Comment author: RichardKennaway 12 January 2016 12:46:18PM 2 points [-]
  1. Keep the AI in a box and don't interact with it.

The rest of your posting is about how to interact with it.

Don't have any conversations with it whatsoever.

Interaction is far broader than just conversation. If you can affect it and it can affect you, that's interaction. If you're going to have no interaction, you might as well not have created it; any method of getting answers from it about your questions is interacting with it. The moment it suspects what it going on, it can start trying to play you, to get out of the box.

I'm at a loss to imagine how they would take over the world.

This is a really bad argument for safety. It's what the scientist says of his creation in sci-fi B-movies, shortly before the monster/plague/AI/alien/nanogoo escapes.

Comment author: ZoltanBerrigomo 12 January 2016 08:03:15PM *  0 points [-]

These are good points. Perhaps I should not have said "interact" but chosen a different word instead. Still, its ability to play us is limited since (i) we will be examining the records of the world after it is dead (ii) it has no opportunity to learn anything about us.

Edit: we might even make it impossible for it to game us in the following way. All records of the simulated world are automatically deleted upon completion -- except for a specific prime factorization we want to know.

This is a really bad argument for safety.

You are right, of course. But you wrote that in response to what was a parenthetical remark on my part -- the real solution is to use program checking to make sure the laws of physics of the simulated world are never violated.

Comment author: Manfred 12 January 2016 01:42:17AM 1 point [-]

Even if the huge computing or algorithmic advances needed fell out of the sky tomorrow, this scheme still doesn't seem like it solves the problems we really want it to solve, because it does not allow the the agents to learn anything interesting about our world.

Comment author: ZoltanBerrigomo 12 January 2016 05:59:07AM *  0 points [-]
  1. When talking about dealing and (non)interacting with real AIs, one is always talking about a future world with significant technological advances relative to our world today.

  2. If we can formulate something as a question about math, physics, chemistry, biology, then we can potentially attack it with this scheme. These are definitely problems we really want to solve.

  3. Its true that if we allow AIs more knowledge and more access to our world, they could potentially help us more -- but of course the number of things that can go wrong has to increase as well. Perhaps a compromise which sacrifices some of the potential while decreasing the possibilities that can go wrong is better.

What can go wrong with the following protocol for AI containment?

0 ZoltanBerrigomo 11 January 2016 11:03PM

1. Keep the AI in a box and don't interact with it. 

Don't have any conversations with it whatsoever. 

I'll explain how this would work in a second, but first some motivation. 

2. Consider all the great scientific discoveries over the course of human history -- Newtonian mechanics, relativity, algorithms for primality testing, etc etc. 

Could a "God" who is ``bad at math'' have created the universe in order to have us make these discoveries for him? 

It sounds insane: surely any being with the power to create our universe would know how to check if a number is prime.

3. But perhaps it isn't insane.

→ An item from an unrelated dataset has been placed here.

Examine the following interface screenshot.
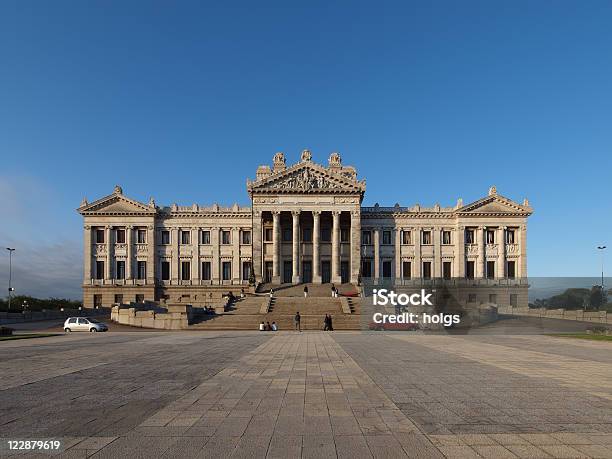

Consider that at this point in its history, we

a) do not know how to factor numbers efficiently.

b) can create rudimentary simulated worlds (e.g., world of warcraft or your favorite MMO).

4. Here is how the scheme could work in more detail. 

Imagine your typical world of warcraft server, but each orc and human is controlled by a trained neural network of complexity roughly the same as the average human.

The simulated world does not have enough natural food for orc or human populations to thrive. The life of man and orc is, in the words of Hobbes, "poor, nasty, brutish, and short." 

But it does contain an ocean which washes up pebbles in the shore. Pebbles come in two types, red and black. The black pebbles have labels, which are randomly assigned from the set "0", "1", "2", "3", "4", "5", "6", "7", "8", "9", "x", "=". The red pebbles have strings of the same symbols written on them.

When you arrange the following sequence of pebbles  

2x3=6

(all in black up to and including the "=" and the last "6" is red) 

they crack open, and inside is enough food to feed a village for a year.

On the other hand, 2x3=5 has no effect.

The longer the prime factorization, the more food is in the pebbles.

No other way to open the pebbles exists.

Once you have arranged 2x3=6, the next time you arrange it with new pebbles gives you 99% as much food; the next time after that, 99% of 99%, and so on. 

5.  Societies in this simulated world will devote a lot of effort to figuring out the prime factorizations of the red numbers which wash up on the shore.

We program things so that, over time, length of the numbers on the red pebbles which get washed up on the shore gets longer and longer.  

Since computers are so much faster than humans, and the orcs/humans in this world are about as smart as we are, we might let this society run for a few million simulated human-years before examining the data dump from it. If a polynomial time algorithm for factoring primes exist, they will likely have found it. 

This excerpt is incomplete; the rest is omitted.